Waco’s sister company in Battle Creek, Centennial Air Service, may be able to pick up the slack if demand diminishes. The hope is that the renovation business might be able to absorb any reasonable slowdown and provide a buffer against layoffs.

The engine remains the original Jacobs R-755 seven-cylinder radial, though it has been upgraded to an A2M configuration, boosting horsepower from 275 to 300 (at 2,200 rpm). The prop is now a German MT, elliptical-tip design, a fixed-pitch tractor made of wood rather than MT’s more conventional composite material, and it’s lighter and more efficient than the Sensenich it replaces. The new prop features the same diameter—92 inches—but with a 60-inch pitch rather than the previous blades’ 68-inch camber. The result is better cruise and improved climb, a seeming contradiction in terms. An all-metal, constant-speed, 93-inch-diameter Hamilton Standard 2B20 is an option.

These days, the STC for all things Jacobs is owned by Air Repair Inc. of Cleveland, Miss. Air Repair produces a variety of overhauled round mills—Jacobs, Continental and Lycoming—for a number of pre- and post-WWII airplanes. Air Repair still maintains the Waco engine and recently completed a top-to-bottom update on the Shaky Jake.

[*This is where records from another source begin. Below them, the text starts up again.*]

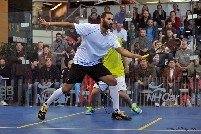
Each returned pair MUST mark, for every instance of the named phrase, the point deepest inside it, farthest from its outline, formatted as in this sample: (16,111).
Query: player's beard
(106,25)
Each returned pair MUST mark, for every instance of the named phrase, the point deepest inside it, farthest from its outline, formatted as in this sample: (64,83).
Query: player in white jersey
(96,40)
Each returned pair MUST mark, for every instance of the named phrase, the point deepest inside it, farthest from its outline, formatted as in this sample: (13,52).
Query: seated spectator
(145,74)
(73,38)
(159,16)
(172,76)
(121,33)
(176,21)
(183,56)
(50,74)
(145,43)
(38,50)
(143,20)
(70,53)
(4,73)
(46,53)
(186,20)
(76,86)
(94,18)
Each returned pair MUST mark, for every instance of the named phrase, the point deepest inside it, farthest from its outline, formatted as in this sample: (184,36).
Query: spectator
(32,81)
(58,48)
(186,20)
(76,86)
(107,8)
(143,20)
(176,22)
(4,73)
(144,41)
(50,74)
(94,15)
(70,53)
(151,30)
(94,18)
(183,56)
(75,39)
(159,16)
(197,11)
(135,17)
(46,53)
(38,51)
(121,33)
(177,11)
(172,76)
(144,75)
(121,15)
(132,34)
(18,70)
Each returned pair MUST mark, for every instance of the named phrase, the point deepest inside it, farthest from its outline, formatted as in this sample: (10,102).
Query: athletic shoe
(42,112)
(3,103)
(90,111)
(136,109)
(119,115)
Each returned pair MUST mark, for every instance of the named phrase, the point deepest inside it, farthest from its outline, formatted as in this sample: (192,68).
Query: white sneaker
(157,104)
(3,103)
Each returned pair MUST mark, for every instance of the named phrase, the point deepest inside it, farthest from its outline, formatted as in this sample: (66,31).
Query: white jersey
(94,45)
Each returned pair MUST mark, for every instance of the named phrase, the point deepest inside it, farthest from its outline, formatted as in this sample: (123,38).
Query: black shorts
(77,72)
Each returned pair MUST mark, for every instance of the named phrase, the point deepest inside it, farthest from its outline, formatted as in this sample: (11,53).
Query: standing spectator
(46,53)
(58,47)
(176,22)
(18,70)
(177,11)
(4,73)
(32,81)
(159,16)
(152,31)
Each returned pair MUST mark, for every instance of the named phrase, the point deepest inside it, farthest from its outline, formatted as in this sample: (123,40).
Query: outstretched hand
(43,22)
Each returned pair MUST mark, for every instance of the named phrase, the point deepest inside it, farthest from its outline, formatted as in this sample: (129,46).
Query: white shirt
(121,34)
(94,45)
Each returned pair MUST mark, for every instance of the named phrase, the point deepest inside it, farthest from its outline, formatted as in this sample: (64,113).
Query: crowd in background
(172,41)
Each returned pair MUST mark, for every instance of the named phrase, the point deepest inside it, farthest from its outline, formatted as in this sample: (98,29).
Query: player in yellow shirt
(113,62)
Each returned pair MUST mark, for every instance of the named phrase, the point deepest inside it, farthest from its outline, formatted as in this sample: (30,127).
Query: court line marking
(53,119)
(149,124)
(119,129)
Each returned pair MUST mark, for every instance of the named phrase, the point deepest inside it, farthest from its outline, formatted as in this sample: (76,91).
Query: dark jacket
(17,67)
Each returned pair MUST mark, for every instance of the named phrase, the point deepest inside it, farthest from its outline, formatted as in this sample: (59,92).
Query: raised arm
(126,53)
(57,24)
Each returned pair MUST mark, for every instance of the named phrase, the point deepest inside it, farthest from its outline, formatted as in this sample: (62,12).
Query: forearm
(60,24)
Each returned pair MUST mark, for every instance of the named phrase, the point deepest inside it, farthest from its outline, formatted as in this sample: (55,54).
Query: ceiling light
(56,6)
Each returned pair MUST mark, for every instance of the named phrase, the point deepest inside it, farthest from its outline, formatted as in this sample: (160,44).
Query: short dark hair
(105,13)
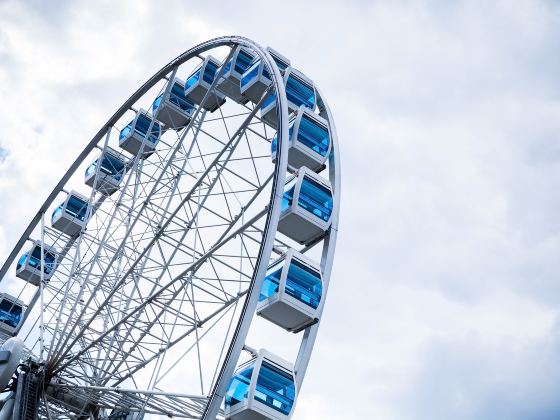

TBO on the Jacobs R-755-A2 is 1,400 hours, a tribute to the fact that the new engine incorporates much more than a few improved metal pieces. Overhaul interval on the original engine back in the ‘30s was more like 1,000 hours. Air Repair looked at all components and modernized and improved everything that made sense without excessive production incorporation costs.

More horsepower wasn’t the only improvement in the move from the 5C to the 5D. Out in front of the firewall, in addition to the new prop, there’s upgraded battery capacity, an improved oil cooler, upgraded magnetos and an Air Wolf oil filter system.

On the panel, Waco installed a JPI EDM-930 color engine analyzer that offers an electronic readout of all engine instruments in a single digital gauge. The company also installs a Garmin G600 system, a WAAS-enabled Garmin GNS 430, a Garmin GPSMAP 696 and an L-3 Trilogy standby instrument that displays attitude, altitude and airspeed. The panel itself has been redesigned with improved vibration dampeners. Digital avionics are especially popular on the Waco, not only because of their more efficient, modern presentation but also because digital avionics aren’t susceptible to tumbling from aerobatics.

There’s an improved landing-gear design; LED landing, taxi and position lights; and a new circuit-breaker panel and location. Plus front cockpit brakes are now standard, and there are about 20 other improvements we don’t have space to list. The modern Waco may look pretty much the same as the antique model, but as mentioned above, there are literally hundreds of improvements under the skin.